Thousands of migrants – mainly from Eritrea and Syria but also sub-Saharan Africa – have arrived or are on their way in what Malta said was the “biggest” search and rescue operation in recent years.

Many of the asylum-seekers intercepted are being taken for processing to ports in Sicily, where local officials complain they are no longer able to cope.

The Italian navy said one boat reaching the port of Pozzallo in southeast Sicily also bore the bodies of three migrants who died during the crossing.

Pozzallo has taken in more than 500 migrants over the past 24 hours.

Its mayor, Luigi Ammatuna, told the La Stampa daily that the situation was becoming “untenable,” pointing out that tourists were beginning to cancel their summer holidays because of the migrant arrivals.

Italy said that more than 50,000 migrants had landed since on its shores the start of the year – around the same numbers as for the whole of last year.

Malta said 2,200 have arrived on its islands.

Gil Arias Fernandez, the head of Frontex, the European Union border coordination agency, said recently that “hundreds of thousands” of migrants were currently in Libya and hoping to leave as soon as possible because of growing lawlessness.

Italian Interior Minister Angelino Alfano estimated that number at between 400,000 and 600,000.

Maltese Prime Minister Joseph Muscat criticized the European Union in an interview with One Radio saying: “Europe has forgotten everyone. When the crunch came, we only found the Americans to help us.”

In Sicily, Leoluca Orlando, the mayor of Palermo, said Europe was being “insensitive.”

Enzo Bianco, the mayor of Catania, called on Prime Minister Matteo Renzi to declare a state of emergency.

“The credibility of European institutions is teetering. We have to face unbearable statistics,” said Porto Empedocle mayor Lillo Firetto.

Contacted by AFP, Michele Cercone, the spokesman for the European Union Home Affairs Commissioner Cecilia Malmstroem, said that there would be “full support from the commission by any means possible.”

But Cercone pointed out that Italy and Malta “are the main beneficiaries of EU funds for border surveillance and urgent measures have been taken.”

Cercone said Italy had received an extra 30 million euros ($41 million) since twin shipwreck tragedies in October last year in which more than 400 migrants drowned trying to reach Italian shores.

“We have extended two Frontex missions to support Italy.

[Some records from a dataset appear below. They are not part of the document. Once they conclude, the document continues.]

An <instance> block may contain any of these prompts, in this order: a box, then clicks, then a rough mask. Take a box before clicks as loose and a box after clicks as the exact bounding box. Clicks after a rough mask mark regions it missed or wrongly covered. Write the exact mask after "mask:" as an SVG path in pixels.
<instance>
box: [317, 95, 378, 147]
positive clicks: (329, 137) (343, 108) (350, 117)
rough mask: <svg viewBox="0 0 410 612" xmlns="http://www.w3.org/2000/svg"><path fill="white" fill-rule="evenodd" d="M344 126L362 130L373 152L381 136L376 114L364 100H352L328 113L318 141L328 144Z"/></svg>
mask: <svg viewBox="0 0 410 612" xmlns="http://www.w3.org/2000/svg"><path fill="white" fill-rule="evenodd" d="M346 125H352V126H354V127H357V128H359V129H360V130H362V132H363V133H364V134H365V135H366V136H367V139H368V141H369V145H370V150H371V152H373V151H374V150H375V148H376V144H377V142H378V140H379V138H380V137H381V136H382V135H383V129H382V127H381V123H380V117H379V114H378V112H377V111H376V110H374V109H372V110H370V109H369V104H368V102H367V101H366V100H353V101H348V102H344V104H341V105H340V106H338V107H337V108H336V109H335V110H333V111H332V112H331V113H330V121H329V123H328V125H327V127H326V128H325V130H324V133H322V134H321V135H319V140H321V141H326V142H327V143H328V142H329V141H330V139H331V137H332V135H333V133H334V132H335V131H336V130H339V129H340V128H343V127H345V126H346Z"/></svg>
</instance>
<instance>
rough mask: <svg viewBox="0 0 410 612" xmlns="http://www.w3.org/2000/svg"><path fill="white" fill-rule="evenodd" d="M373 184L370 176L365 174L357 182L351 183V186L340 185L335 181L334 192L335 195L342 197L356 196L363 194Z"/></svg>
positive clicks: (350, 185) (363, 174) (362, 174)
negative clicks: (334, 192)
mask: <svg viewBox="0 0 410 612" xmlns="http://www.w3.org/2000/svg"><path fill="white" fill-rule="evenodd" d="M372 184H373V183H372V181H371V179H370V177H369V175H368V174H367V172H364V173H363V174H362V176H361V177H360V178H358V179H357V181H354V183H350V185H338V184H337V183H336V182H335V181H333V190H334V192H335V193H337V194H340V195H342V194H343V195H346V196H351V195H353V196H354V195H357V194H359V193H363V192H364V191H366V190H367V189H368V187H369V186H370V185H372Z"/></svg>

We are prepared to discuss additional measures of support,” Cercone said.

“As for the solidarity of other member states in areas of national competence, we agree that those who are not facing strong migratory and asylum pressure should and can do a lot more,” he said.

Following a shipwreck near Libyan shores in May, Renzi launched a scathing attack on Europe saying that it was leaving Italy “alone.”

“It is not possible to bail out states and banks and leave mothers and children to die,” he said.

Alfano has also threatened that without more assistance he could authorize asylum-seekers who reach Italy to travel to other parts of Europe in defiance of EU rules that say the migrants must stay in the country where they file their asylum request.

A version of this article appeared in the print edition of The Daily Star on June 09, 2014, on page 11.